# Cubeshape (Image generator for sq-1)



## primarycuber (Nov 9, 2014)

*Cubeshape (Yet another image generator for sq-1)*

*What is this*:
Yet another image generator for square-1.
The source code can be found here.

*How to use it?*

```
https://cubeshape.herokuapp.com/cubeshape/[shape]
```
Where [shape] is formed from *c* (corner) and *e* (edge) characters.
The default image size is 200px, but can be set via the *size* query parameter.

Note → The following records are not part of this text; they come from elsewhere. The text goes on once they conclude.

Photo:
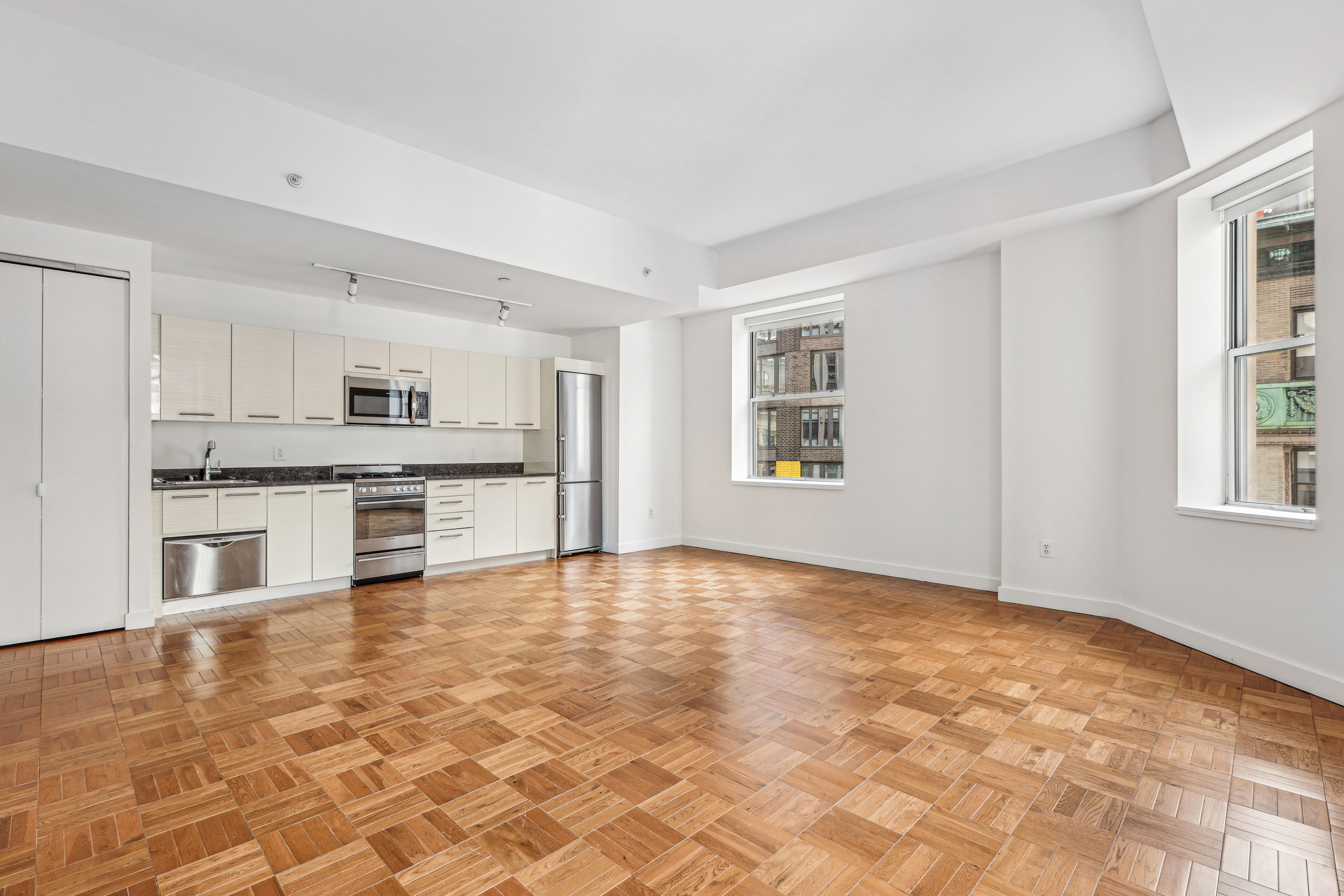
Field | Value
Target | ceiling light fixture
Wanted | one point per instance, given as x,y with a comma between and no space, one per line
354,287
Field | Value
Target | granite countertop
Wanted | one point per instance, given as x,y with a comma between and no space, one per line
279,476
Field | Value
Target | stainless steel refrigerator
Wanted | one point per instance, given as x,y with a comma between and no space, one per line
578,418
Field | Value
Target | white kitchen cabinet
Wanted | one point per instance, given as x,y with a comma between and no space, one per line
155,365
448,397
495,518
263,375
334,531
487,391
190,511
319,379
535,514
523,393
197,370
449,547
449,520
410,362
290,534
367,357
241,510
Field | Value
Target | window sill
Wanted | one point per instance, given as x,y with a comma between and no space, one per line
835,486
1252,515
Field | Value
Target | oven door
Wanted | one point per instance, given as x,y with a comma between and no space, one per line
389,524
378,402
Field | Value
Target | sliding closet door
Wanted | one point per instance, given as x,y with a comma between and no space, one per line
21,448
85,531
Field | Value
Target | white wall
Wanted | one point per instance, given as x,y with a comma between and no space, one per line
182,444
921,496
650,453
1061,390
1264,597
19,237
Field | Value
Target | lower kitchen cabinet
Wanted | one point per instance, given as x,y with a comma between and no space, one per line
334,531
242,510
290,534
495,518
190,511
535,514
449,546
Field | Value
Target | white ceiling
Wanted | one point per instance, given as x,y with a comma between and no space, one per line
703,119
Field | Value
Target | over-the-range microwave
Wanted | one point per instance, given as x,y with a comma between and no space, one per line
385,402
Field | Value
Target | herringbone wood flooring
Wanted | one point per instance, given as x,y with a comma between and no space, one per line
671,723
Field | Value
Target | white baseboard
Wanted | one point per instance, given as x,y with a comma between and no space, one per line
650,545
484,563
940,577
1267,664
140,620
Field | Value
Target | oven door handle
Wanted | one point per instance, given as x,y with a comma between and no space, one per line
405,502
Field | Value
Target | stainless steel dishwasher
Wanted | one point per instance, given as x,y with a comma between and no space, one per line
214,563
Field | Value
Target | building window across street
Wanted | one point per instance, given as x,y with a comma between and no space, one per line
798,396
1272,348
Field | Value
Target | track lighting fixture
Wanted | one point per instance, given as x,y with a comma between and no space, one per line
354,288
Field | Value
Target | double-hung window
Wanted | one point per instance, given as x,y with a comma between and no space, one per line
1271,359
798,393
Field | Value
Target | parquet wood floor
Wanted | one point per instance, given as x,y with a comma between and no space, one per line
670,723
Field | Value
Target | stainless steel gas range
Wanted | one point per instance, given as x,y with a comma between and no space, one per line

The default color is dark grey, but everything (including side stickers) can be set via the *colors* query parameter.


```
Color codes:
d: darkgrey
w: white
y: yellow
o: orange
r: red
g: green
b: blue
```

If _colors.length <= shape.lengt_ only the pieces will be colored, else you need to provide 3 colors for corners (color, left side, right side) and 2 colors for edges (color, side).
You can use any non-alphanumeric character as a separator between the color blocks.

*Examples*:

*default colors, default size*

```
https://cubeshape.herokuapp.com/cubeshape/eeccccc
```







*size set to 350*

```
https://cubeshape.herokuapp.com/cubeshape/eeeecceeee?size=350
```






*colored pieces*

```
https://cubeshape.herokuapp.com/cubeshape/eccecece?colors=wwyyyyyy
```






*colored pieces with side stickers*

```
https://cubeshape.herokuapp.com/cubeshape/ceceecec?&colors=yrb_yb_ybo_yo_wr_wr_g_wg_wgo
```






*parity*

```
https://cubeshape.herokuapp.com/cubeshape/cececece?&colors=yrb_yb_ybo_yo_yog_yr_ygr_yg
```


----------



## StachuK1992 (Nov 9, 2014)

Fantastic!
I'm surprised no one has created a sq-1 image generator before. (at least not to my knowledge)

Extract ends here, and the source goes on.